Бондиноговость социального капитала не позволяет Евромайдану вырастить из своей среды лидеров и не позволяет возглавить его никому из оппозиционных политиков. Потому что даже теоретически невозможно представить себе человека, который, например, стал бы авторитетом для националистов и при этом активно выступал за европейские ценности, включающие в себя толерантное отношение к людям других национальностей.

Отсюда же вытекает ответ на третий вопрос, заданный еще в начале статьи: почему украинская власть игнорирует Майдан? По сути – все по той же причине: даже будь у власти острое желание как-то отреагировать, разношерстность Евромайдана не позволяет выстроить диалог с сообществом, которое не является единым целым.

Теперь о главном. Многие обозреватели в Украине и за рубежом по-детски радуются росту социальной активности, аплодируя Евромайдану и, увы, не понимая, что социальная активность важна не только объемом, но и качеством. Речь идет о том, что резкому экономическому росту, росту политической культуры и вообще росту качества общества во всех смыслах способствует только второй тип социального капитала – бриджиногвый. Именно объединение различных групп в единую общность предшествовало каждому экономическому чуду - немецкому, японскому, южнокорейскому… Более того, без обретения общественным капиталом качества бриджинговости никакие экономические чудеса невозможны в принципе. По крайней мере, история таких случаев не знает. Зато известна масса обратных примеров, когда рост бондового социального капитала приводил к негативным потрясениям – революциям с сомнительными итогами, гражданским войнам и даже распадам государств.

Майдан так или иначе закончится, но главный вопрос останется: как превратить бондинговый капитал в бриджинговый? Институциональные экономисты видят несколько путей. Первый – гармонизировать формальные и неформальные общественные институты. На примере Украины это означает, что нужно сделать так, чтобы Майдан, Антимайдан и вообще любые проявления общественной активности оказывали прямое влияние на формальные институты. Но это требует слома существующей политической системы и строительства системы принципиально новой, и такого в Украине не предлагает вообще никто.

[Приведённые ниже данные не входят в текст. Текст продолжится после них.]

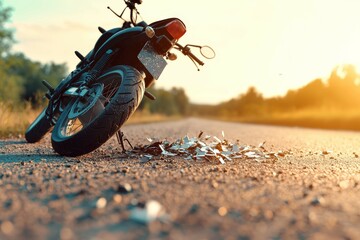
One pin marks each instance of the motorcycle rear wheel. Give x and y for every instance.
(37, 130)
(84, 127)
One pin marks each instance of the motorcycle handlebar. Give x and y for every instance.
(136, 1)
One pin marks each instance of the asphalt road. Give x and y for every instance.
(312, 192)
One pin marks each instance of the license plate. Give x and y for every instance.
(152, 61)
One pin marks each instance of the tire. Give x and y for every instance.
(38, 128)
(123, 90)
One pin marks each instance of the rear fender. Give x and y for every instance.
(118, 39)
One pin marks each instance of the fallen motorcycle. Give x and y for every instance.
(93, 102)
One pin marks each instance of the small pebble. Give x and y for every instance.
(101, 202)
(124, 188)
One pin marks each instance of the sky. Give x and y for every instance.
(272, 45)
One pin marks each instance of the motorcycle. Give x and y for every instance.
(93, 102)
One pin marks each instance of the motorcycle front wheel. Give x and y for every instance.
(38, 128)
(87, 123)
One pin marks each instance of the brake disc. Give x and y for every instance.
(84, 103)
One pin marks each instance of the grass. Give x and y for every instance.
(14, 119)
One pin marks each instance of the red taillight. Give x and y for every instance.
(176, 29)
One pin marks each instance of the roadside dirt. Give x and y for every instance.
(311, 193)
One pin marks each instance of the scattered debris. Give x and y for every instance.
(152, 211)
(124, 188)
(101, 203)
(208, 148)
(222, 211)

Тот факт, что этого не предлагает власть, – закономерен: любая власть, от вождя амазонского племени до лидера Белого дома, от афганских полевых командиров до брюссельских бюрократов, сосредоточена на воспроизведении самой себя. Такова природа власти и таков порядок вещей. Но то, что этого не предлагает оппозиция, весьма прискорбно, тем более, что по существующим правилам оппозиция раз за разом проигрывает власти, и здравое размышление не может не навести на мысль о смене правил.

Второй путь, который видят институционалисты, - качественное изменение того, что составляет институты – людей, то есть нас с вами. Прежде всего, мы должны научиться слышать друг друга, причем слышать не в рамках своих "кружков по интересам". За последний месяц френд-лента автора в Facebook пестрила сообщениями о том, что люди отправляют друзей в бан из-за политических разногласий. Вряд ли Facebook когда-нибудь опубликует статистику того, сколько украинце разорвали связи друг с другом потому, что не желали слушать мнение оппонентов. Но одно точно: количество этих разорванных связей наверняка измеряется сотнями тысяч и служит наглядной иллюстрацией бондинговости украинского социального капитала.

Ну и, конечно, кроме того что слышать друг друга, мы должны быть готовы идти на уступки ради достижения общественного консенсуса, поняв наконец, что договороспособность - это не проявление слабости, а, как остроумно заметил Аузан, "одежда на вырост" и формула, по которой живут наиболее успешные страны.